Il lacerto, testé riportato, mi fornisce lo spunto per un’altra riflessione: contiene – il medesimo – l’eponima, seppur non identica, dicitura che ritroverete in testa a ciascuno dei ‘paragrafi’ (non trovo definizione migliore per definirli) che compongono lo scritto. Sto parlando di quel giocare a moscacieca col destino – a un’ora da noi; già perché A un’ora dal destino è in cima a ogni pagina che si dedica a Lei o a Lui.
Un’ulteriore epifania: Portò il suo corpo a letto, la lingerie residua sul tappeto.
Si potrebbe obiettare: “dov’è l’illuminazione?”. Intanto – quando comunemente si dice: vado a letto – non si specifica o si dà per sottinteso che si tratta di sé; qui no, qui si chiarisce non soltanto l’implicito ma si va oltre: è Lei che porta il corpo, libero da ogni superfluità, a coricarsi, come si farebbe con un bambino cui poco prima si è raccontata una favola.
Una fiaba per adulti – diciamo così – che fa addormentare e nello stesso tempo risvegliare il desiderio e il ricordo dell’amore ancora aggrappat(o) alle spalle di lui, come le sue gambe ai suoi fianchi e la sua bocca all’ultimo boccone della torta Sacher, divorata sulle sue labbra […].
C’è un eros di una finezza, di una gradevolezza, di una pulizia più uniche che rare: così innocente da indurci a credere che il paradiso esista realmente; ma qui, terrestre appunto.
È sfogliando queste pagine che avvertirete davvero tutti gli aromi e le essenze che un vento di mare trasporta fino a voi.

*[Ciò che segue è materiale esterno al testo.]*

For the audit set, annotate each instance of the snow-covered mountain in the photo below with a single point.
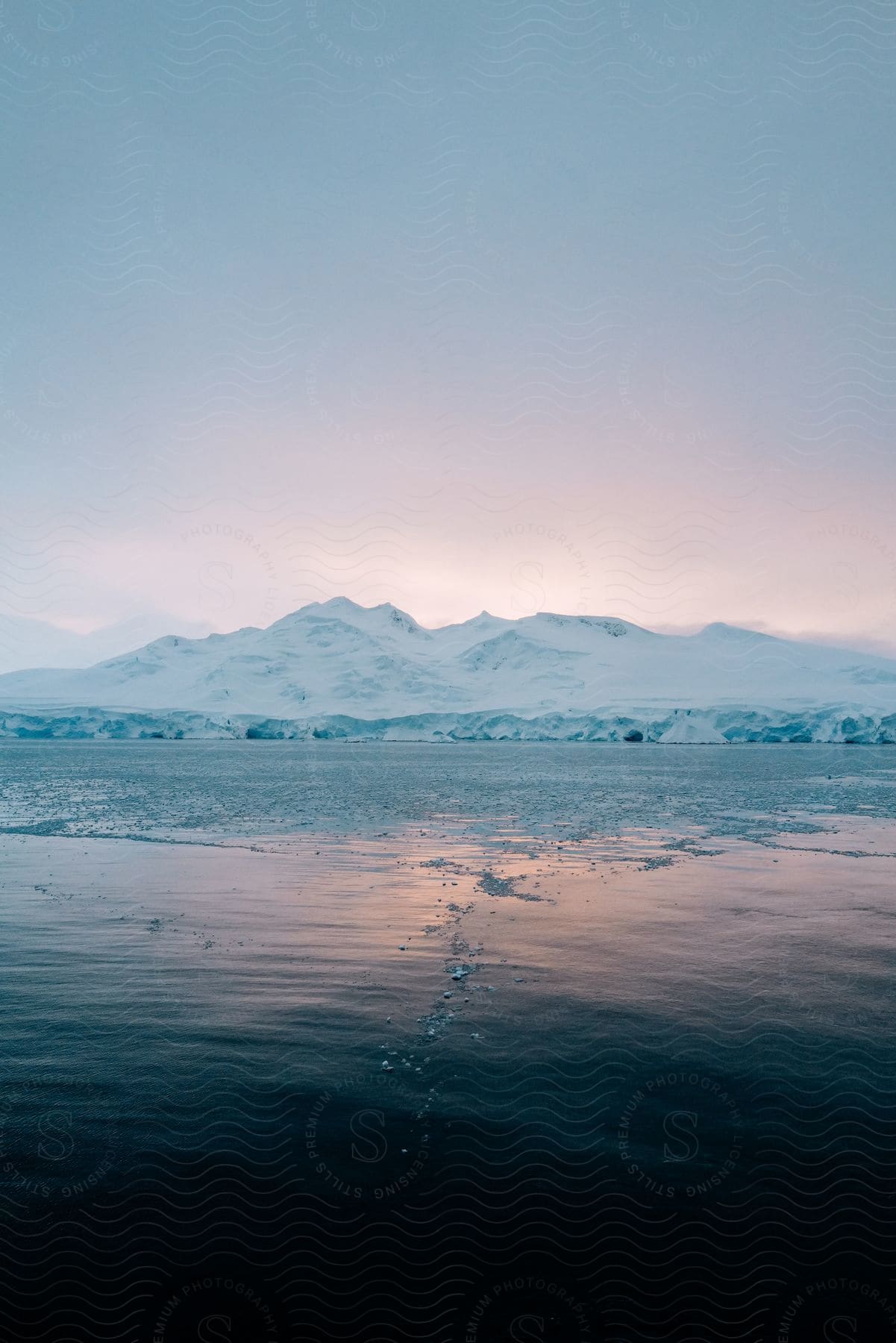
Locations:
(337, 668)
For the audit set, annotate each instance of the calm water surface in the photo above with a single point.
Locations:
(489, 1042)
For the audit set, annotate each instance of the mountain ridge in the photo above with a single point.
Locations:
(343, 661)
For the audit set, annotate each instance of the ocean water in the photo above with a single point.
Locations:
(478, 1042)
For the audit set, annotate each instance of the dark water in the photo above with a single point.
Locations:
(659, 1104)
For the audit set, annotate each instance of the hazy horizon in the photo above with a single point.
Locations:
(579, 308)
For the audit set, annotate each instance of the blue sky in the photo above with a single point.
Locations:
(496, 305)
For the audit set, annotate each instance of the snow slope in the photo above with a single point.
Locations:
(335, 664)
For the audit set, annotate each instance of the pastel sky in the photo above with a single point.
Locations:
(580, 307)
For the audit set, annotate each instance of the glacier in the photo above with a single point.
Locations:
(337, 671)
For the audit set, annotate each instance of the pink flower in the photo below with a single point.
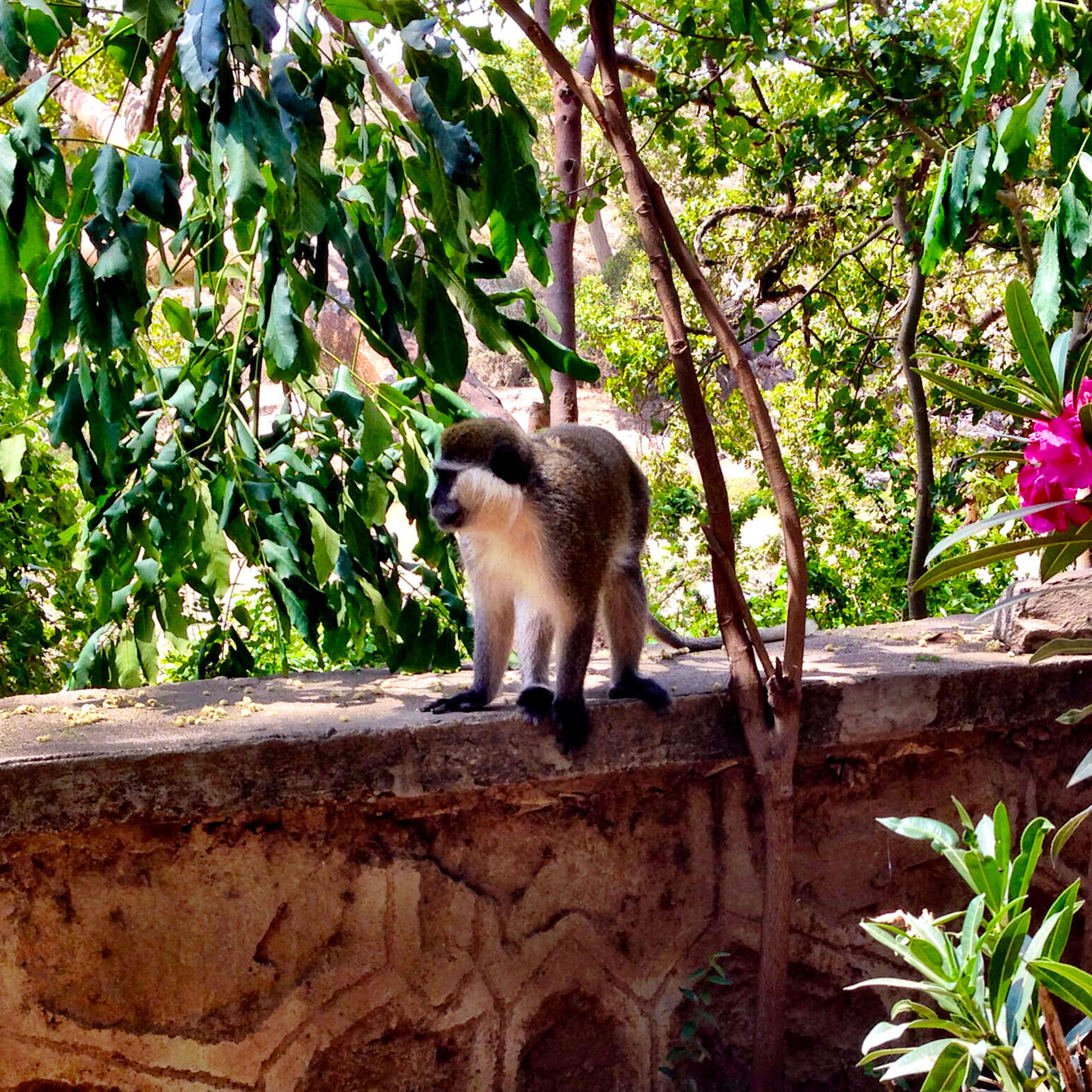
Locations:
(1037, 487)
(1058, 467)
(1059, 447)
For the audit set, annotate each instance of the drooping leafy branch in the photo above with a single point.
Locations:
(171, 280)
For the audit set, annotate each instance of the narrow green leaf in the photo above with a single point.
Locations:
(936, 232)
(1023, 317)
(991, 554)
(1047, 296)
(979, 398)
(201, 42)
(1067, 830)
(12, 309)
(969, 530)
(949, 1071)
(326, 544)
(977, 176)
(14, 52)
(923, 829)
(128, 663)
(1003, 961)
(1069, 983)
(11, 457)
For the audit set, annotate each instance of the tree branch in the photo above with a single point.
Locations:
(906, 354)
(159, 79)
(1011, 199)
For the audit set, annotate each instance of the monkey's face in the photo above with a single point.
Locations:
(447, 510)
(473, 497)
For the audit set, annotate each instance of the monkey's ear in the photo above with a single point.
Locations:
(508, 465)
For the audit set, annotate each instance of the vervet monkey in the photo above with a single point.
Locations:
(550, 528)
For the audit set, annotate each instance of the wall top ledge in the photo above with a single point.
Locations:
(220, 747)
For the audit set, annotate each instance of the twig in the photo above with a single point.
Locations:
(743, 608)
(1011, 199)
(385, 81)
(1056, 1040)
(152, 102)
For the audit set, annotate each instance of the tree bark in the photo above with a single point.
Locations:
(568, 157)
(906, 352)
(770, 715)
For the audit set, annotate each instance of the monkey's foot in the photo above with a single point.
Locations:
(570, 723)
(465, 703)
(632, 685)
(535, 703)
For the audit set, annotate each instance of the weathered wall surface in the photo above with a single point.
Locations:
(473, 928)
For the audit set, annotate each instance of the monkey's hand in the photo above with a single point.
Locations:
(570, 723)
(465, 703)
(535, 703)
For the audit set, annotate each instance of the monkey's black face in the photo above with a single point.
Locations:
(448, 513)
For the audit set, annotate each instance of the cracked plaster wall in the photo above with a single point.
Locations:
(524, 939)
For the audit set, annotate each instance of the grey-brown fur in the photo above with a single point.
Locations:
(550, 528)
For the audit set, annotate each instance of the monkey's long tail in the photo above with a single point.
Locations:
(661, 632)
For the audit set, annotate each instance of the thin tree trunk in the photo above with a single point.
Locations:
(770, 717)
(906, 352)
(568, 157)
(601, 243)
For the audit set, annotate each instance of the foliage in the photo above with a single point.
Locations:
(229, 222)
(1051, 382)
(44, 610)
(977, 971)
(690, 1050)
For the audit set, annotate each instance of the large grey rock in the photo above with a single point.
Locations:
(1063, 610)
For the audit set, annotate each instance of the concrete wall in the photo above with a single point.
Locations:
(332, 892)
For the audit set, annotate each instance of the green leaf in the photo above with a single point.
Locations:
(956, 195)
(457, 151)
(201, 42)
(1069, 983)
(977, 559)
(11, 457)
(936, 229)
(1067, 830)
(535, 346)
(969, 530)
(979, 165)
(1062, 647)
(923, 829)
(503, 239)
(979, 398)
(1003, 961)
(920, 1061)
(282, 341)
(443, 338)
(14, 52)
(42, 25)
(246, 187)
(153, 190)
(152, 18)
(1023, 318)
(128, 663)
(1084, 770)
(479, 38)
(949, 1073)
(210, 550)
(974, 59)
(326, 544)
(1047, 296)
(12, 309)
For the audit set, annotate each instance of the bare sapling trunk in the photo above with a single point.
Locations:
(568, 157)
(769, 710)
(906, 352)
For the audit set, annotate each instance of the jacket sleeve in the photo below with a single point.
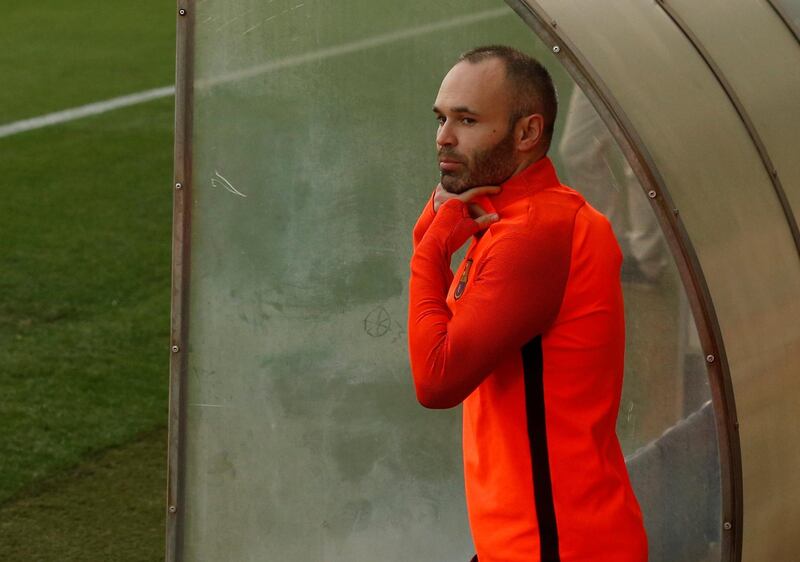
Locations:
(515, 296)
(424, 221)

È giunto il momento di concludere: lo farò con un’ultima citazione, quella della poesia che segue, di una carezza lasciata sui capelli, sui riccioli ribelli:
Anche adesso riusciva a sentirne la morbidezza della seta.
Amava prenderli tra le labbra
giocarne i colori, i sapori
annegare in loro, sprofondare
scendere giù e riempirsi di lei
ancora più giù, di ogni sua parte
pregustarne le anse, gli slarghi
l’aroma dei limoni che nascono a dicembre
l’effervescenza del mosto che si fa vino
tra le zolle di terra scura
in attesa del suo morbido diluviare.
Vi auguro buona lettura ma soprattutto di scoprire, al termine della stessa, che non siete più sconosciuti a voi stessi perché non più ipocriti nei riguardi della vita.
Ho iniziato con una dedica della Infante e termino con una frase di Umberto Galimberti, dall’Autrice voluta in calce all’opera:
“L’amore eterno esiste, se non si è mai sazi di quell’amore, se rimane inappagato.”